We have got used to every new boss of the public oil corporation promising to turn the refineries around. They never do because nobody has ever been held to serious account for the gross mismanagement of the refineries. And there’s lucrative rent to be accrued from the long-standing arrangement of trading crude oil for refined products by all those feeding off the carcasses of the refineries.
It is clear that the government has given up on the refineries, as it’s no longer pretending to be concerned about them. Like the rest of the country, the government is waiting for the $13 billion Dangote refinery and petrol-chemical complex to come on stream and bail it out.
Simultaneously cajoled and encouraged by President Obasanjo, Bluestar Consortium floated by Aliko Dangote, Femi Otedola and others, had paid $750 million for a 51 percent stake in the Port Harcourt and Kaduna refineries in early 2007. Obasanjo had lost patience with NNPC’s management for its serial failure to get the refineries working at their maximum capacity.
Because the transaction took place just before Obasanjo’s second term ended, it was easily derailed after his exit as Bluestar was yet to take control of the refineries.

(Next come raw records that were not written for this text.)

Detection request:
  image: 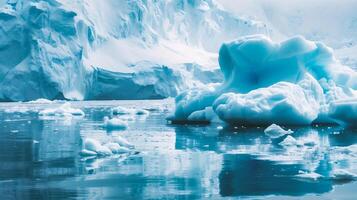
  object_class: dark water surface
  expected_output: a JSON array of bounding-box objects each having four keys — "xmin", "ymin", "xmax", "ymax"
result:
[{"xmin": 0, "ymin": 101, "xmax": 357, "ymax": 200}]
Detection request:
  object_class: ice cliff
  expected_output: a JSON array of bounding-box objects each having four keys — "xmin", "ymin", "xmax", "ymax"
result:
[
  {"xmin": 0, "ymin": 0, "xmax": 271, "ymax": 101},
  {"xmin": 169, "ymin": 35, "xmax": 357, "ymax": 125}
]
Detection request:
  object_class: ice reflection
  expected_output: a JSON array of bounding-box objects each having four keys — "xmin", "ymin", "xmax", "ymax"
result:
[{"xmin": 0, "ymin": 102, "xmax": 357, "ymax": 199}]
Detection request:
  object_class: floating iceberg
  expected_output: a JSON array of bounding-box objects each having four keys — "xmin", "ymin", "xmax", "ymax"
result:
[
  {"xmin": 104, "ymin": 117, "xmax": 128, "ymax": 130},
  {"xmin": 264, "ymin": 124, "xmax": 294, "ymax": 138},
  {"xmin": 329, "ymin": 99, "xmax": 357, "ymax": 126},
  {"xmin": 38, "ymin": 102, "xmax": 85, "ymax": 117},
  {"xmin": 0, "ymin": 0, "xmax": 272, "ymax": 101},
  {"xmin": 81, "ymin": 138, "xmax": 133, "ymax": 156},
  {"xmin": 168, "ymin": 35, "xmax": 357, "ymax": 125}
]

NNPC’s management worked with the Labour unions to pressurize President Umaru Musa Yar’adua’s new administration to scuttle the deal. Bluestar got its money back. And the then NNPC boss, Abubakar Lawal Yar’adua (no relation of the president), promised that he could fix the refineries with about $100 million. He got $80 million to perform the magic. But he had no trick to pull. And the refineries have not stopped declining since then.
The government never learns any lesson from so many disastrous investments in huge projects that it cannot manage. Otherwise, it would not be making yet another attempt to do the impossible and needlessly wasting more scarce public funds. So long as the government is fronting the revival of Ajaokuta, it’s doomed to fail. What it should do is look for serious and reputable global steel conglomerates to take over the plant at very generous financial terms. That would encourage them to make the needed investments to complete the plant and get it running.
But still fixated on public ownership of such key industries and lacking the political will to pivot to a new paradigm of private sector-led industrialization process, the government remains deluded that it can fix Ajaokuta. The result would be an addition of another $1.5 billion dollars to the already humongous national debt. And Ajaokuta will never produce any steel.
It’s time the country cuts its truly horrendous losses in grandiose white elephant projects that it can’t sustain long term. Admitting failure is best for it and the country. It would save us tons of money that could be invested in upgrading the university teaching hospitals and reducing the costly medical tourism by the president, his family, top government officials and wealthy Nigerians.